Murray Goulburn backs milk price index in senate submission

Murray Goulburn intends to work with all members of the supply chain to improve milk-price transparency. 

The processing giant said a commodity milk price index might be the best way to ensure pricing transparency in a submission made to the senate inquiry into the dairy industry. 

The Senate Economics References Committee – launched by senators Nick Xenophon and Jacqui Lambie in September – was told by MG a “tailored commodity milk price index would be beneficial to all participants in the Australian dairy industry”.

In MG’s submission, interim chief executive David Mallinson said it supported transparency, adding the Code of Conduct announced last week was one way to achieve this. 

He said MG had “by far” the largest exposure to international commodities of all Australian processors.

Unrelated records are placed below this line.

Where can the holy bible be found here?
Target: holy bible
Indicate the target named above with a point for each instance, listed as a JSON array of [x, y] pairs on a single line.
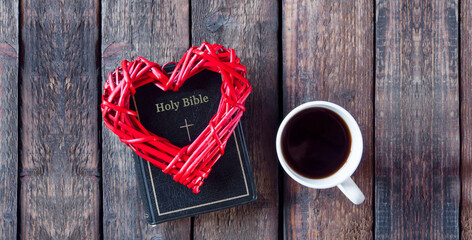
[[180, 117]]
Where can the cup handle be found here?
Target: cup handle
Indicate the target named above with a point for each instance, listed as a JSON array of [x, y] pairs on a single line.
[[352, 191]]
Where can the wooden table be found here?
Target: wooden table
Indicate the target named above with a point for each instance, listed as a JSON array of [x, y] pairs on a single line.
[[402, 68]]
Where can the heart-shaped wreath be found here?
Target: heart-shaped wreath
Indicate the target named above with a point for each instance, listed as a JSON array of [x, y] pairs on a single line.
[[191, 164]]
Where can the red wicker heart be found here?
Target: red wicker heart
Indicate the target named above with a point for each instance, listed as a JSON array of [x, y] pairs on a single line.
[[191, 164]]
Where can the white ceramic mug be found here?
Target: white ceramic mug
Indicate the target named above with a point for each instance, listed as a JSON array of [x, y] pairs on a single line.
[[342, 177]]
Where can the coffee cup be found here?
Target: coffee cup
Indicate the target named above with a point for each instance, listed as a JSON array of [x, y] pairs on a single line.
[[319, 145]]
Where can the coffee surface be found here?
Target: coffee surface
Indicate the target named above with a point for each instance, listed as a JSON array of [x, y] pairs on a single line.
[[316, 143]]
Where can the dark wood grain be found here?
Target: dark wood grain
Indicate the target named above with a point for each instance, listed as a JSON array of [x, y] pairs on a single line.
[[466, 117], [417, 146], [249, 27], [158, 31], [59, 131], [8, 118], [328, 55]]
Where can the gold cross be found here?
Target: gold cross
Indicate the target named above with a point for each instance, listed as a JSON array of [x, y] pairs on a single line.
[[186, 126]]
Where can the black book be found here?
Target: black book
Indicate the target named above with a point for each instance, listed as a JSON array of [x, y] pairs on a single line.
[[180, 117]]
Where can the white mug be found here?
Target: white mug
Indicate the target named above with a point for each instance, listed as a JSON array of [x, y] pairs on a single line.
[[342, 177]]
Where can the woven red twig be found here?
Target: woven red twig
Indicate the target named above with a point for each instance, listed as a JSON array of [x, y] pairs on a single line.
[[191, 164]]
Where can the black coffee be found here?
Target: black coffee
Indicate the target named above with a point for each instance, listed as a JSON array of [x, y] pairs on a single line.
[[316, 143]]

“With the amount of volatility we have seen in export commodity markets, we need to have a different policy mechanism to absorb (this),” Mr Mallinson said. 

During the election campaign Federal Agriculture Minister Barnaby Joyce promised to establish an index, committing $2 million towards the initiative. 

The inquiry is one of four investigations initiated since the dairy crisis began in April and aims to question the legality behind the retrospective price cuts of Murray Goulburn and Fonterra. 

MG’s submission follows others made by south-west lobby group Farmer Power, the National Union of Workers and Australian Dairy Farmers.

Acting Australian Dairy Farmers president David Basham said it wanted to find a way to “stop things like (the dairy crisis) from happening again”.

“In our submission we said we were working with companies in relation to terms in the contracts and setting up a code of conduct,” he said. “With new (small business) legislation coming into force on November 12, (the code will be) necessary to stop individuals needing to take companies to court.”

Mr Basham said he looked forward to hearing the results to “find out what went wrong”. 

“The senate inquiry will pick up loose ends not picked up by regulators (ACCC and ASIC),” he said.